I feel like there's a real benefit and a real power in talking about AI’s limitations, because that's when you start to see that there really isn't anything to be scared of. Talking about the limitations makes people comfortable. To the man on the street, they might just think AI playlists are taking jobs from human curators, and when you start to understand the reasons why you would choose a human curator or why you would choose an AI curator, it starts to make sense and you start to really understand.

Developers may feel very strongly that technology is the only way to do things, and people that have got 20 years' history in the music industry at the major labels may feel very strongly that only humans can do things. I just strongly feel that the reality is somewhere in the middle and that people like me, or maybe people like yourself, we understand the power of technology. But we also understand the benefits of humans, and if you can figure out how to harness the best of both, that's when you figure it out. The minute you just blindly say, "there's only one way of doing things and we cannot change and this is absolutely a hundred percent the best way of doing things," that's when you're wrong, and I think that's true whether you're on the tech side or the human side. So, for me, I’m trying to figure out how you blend the best of both worlds.

What are some of the limitations of AI? Can you expound on that?

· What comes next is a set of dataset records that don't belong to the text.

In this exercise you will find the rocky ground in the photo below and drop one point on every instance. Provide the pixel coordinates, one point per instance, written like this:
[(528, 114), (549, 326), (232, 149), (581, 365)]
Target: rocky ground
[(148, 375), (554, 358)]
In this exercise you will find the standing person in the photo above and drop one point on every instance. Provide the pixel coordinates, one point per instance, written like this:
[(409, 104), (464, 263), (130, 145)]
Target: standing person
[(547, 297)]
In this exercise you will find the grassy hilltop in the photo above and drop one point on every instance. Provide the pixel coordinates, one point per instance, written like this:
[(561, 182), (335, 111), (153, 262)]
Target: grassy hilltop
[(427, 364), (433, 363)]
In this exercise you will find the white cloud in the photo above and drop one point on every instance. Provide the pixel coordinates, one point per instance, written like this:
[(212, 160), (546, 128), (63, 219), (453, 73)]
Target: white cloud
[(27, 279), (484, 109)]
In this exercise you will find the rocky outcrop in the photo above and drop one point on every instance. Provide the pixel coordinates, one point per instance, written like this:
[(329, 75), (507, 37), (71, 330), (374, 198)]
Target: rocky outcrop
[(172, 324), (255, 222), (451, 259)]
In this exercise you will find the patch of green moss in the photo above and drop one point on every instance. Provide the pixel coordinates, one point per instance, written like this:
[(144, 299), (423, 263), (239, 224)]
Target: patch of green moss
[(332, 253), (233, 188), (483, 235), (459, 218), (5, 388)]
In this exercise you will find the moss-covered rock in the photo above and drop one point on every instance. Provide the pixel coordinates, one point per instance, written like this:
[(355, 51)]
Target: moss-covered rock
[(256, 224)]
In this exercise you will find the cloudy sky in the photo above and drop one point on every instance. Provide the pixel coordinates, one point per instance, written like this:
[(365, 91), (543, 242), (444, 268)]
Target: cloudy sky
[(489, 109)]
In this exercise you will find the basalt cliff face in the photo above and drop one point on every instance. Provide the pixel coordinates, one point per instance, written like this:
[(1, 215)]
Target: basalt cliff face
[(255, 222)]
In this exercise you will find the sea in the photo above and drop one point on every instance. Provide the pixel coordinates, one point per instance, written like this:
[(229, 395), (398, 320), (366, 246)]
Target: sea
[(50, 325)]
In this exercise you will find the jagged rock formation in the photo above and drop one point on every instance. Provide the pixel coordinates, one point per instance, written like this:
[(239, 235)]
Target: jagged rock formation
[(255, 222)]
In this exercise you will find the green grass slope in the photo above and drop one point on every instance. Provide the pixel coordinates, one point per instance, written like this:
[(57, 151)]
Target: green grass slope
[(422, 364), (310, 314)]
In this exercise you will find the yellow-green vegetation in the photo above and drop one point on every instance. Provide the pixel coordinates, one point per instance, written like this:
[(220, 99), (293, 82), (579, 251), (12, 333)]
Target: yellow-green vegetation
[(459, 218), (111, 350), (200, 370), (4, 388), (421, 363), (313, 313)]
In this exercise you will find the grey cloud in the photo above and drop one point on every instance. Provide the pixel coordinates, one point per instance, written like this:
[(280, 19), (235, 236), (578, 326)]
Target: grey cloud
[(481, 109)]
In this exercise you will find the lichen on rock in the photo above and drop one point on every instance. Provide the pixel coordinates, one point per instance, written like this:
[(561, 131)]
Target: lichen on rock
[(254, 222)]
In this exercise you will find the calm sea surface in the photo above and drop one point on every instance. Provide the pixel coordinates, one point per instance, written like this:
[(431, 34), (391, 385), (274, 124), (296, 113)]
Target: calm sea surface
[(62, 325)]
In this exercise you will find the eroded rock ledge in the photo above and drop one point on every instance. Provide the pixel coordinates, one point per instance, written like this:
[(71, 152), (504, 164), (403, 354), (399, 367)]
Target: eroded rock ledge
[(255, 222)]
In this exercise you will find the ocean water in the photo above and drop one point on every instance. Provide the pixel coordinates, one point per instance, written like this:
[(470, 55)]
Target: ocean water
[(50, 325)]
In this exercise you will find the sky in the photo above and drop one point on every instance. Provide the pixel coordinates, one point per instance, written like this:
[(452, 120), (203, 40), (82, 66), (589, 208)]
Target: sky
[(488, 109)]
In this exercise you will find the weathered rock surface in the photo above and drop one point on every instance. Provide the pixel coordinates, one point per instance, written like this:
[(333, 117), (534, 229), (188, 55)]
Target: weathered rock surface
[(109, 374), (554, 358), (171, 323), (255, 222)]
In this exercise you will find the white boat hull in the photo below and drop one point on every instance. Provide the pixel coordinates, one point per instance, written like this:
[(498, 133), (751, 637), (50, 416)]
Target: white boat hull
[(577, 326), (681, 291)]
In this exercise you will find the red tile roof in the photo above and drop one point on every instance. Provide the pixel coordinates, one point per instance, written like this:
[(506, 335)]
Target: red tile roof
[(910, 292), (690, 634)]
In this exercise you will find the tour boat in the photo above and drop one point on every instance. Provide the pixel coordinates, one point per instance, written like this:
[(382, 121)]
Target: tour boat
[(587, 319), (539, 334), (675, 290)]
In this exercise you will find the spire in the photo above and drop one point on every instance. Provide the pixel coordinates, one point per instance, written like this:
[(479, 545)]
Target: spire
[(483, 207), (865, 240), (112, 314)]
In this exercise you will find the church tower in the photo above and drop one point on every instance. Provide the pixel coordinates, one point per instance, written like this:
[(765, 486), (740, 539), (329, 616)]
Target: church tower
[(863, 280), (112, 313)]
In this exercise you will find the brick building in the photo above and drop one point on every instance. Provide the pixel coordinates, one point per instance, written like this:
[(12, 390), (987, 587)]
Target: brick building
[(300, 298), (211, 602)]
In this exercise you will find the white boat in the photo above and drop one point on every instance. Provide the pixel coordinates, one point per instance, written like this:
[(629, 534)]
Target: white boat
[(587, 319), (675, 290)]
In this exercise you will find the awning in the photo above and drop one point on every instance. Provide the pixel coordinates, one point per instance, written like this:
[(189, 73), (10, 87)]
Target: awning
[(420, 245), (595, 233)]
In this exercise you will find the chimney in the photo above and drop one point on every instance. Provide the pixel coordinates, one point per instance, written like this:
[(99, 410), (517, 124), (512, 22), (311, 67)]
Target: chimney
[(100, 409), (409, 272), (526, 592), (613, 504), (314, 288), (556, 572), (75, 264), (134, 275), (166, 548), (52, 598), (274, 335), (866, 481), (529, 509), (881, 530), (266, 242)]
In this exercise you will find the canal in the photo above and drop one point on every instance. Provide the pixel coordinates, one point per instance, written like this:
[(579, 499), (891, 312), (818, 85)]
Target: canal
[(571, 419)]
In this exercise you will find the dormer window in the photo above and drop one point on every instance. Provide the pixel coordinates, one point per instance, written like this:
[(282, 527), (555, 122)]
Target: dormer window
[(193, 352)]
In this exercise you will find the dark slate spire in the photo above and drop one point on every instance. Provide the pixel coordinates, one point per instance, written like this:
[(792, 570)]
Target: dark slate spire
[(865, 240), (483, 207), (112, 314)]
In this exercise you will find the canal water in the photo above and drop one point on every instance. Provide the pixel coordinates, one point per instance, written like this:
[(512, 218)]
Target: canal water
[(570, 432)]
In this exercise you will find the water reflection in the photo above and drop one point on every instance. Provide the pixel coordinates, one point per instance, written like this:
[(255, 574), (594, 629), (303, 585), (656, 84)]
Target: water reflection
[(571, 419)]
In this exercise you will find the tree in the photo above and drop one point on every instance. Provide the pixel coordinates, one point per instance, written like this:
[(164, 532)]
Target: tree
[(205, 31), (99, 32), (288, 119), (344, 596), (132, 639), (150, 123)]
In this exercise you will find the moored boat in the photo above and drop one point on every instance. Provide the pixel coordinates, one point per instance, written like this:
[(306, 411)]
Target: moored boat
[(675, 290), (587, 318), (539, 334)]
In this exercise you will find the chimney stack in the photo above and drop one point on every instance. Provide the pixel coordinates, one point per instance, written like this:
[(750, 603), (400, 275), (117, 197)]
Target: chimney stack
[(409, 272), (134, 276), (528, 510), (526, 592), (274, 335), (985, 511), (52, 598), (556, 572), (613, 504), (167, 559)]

I'm not sure if this is what you’re looking for, but I’m fascinated and I love to really dig in on where the ethical limitations are and where they should be. AI is good at doing something that's super tedious, the super boring [work] that humans don't want to do—for example, listening to hundreds of songs a day and writing down the key that they're all in. That's not super exciting or creative work, and humans don't really want to do it. So AI is very helpful in that category. The second category where AI is really helpful is when it's something that humans aren't physically capable of doing, or where there are chances a human might miss or miscalculate. If I've listened to 200 songs in C sharp, I'm going to make more errors.

We have a great use case for AI. Now we can say this application is for good more than for bad. And I'm really fascinated by companies that want to look at these ethical frameworks and want to apply them because I think it reassures a lot of the creative people in our industries that we're not just going ahead as fast as possible and doing anything Jurassic Park-style. We stopped to think if we should. It's really about the ethical and the integral integration of these technologies...I'm willing to step up and be one of the custodians of this technology because I think it's really powerful and can bring a lot of benefits.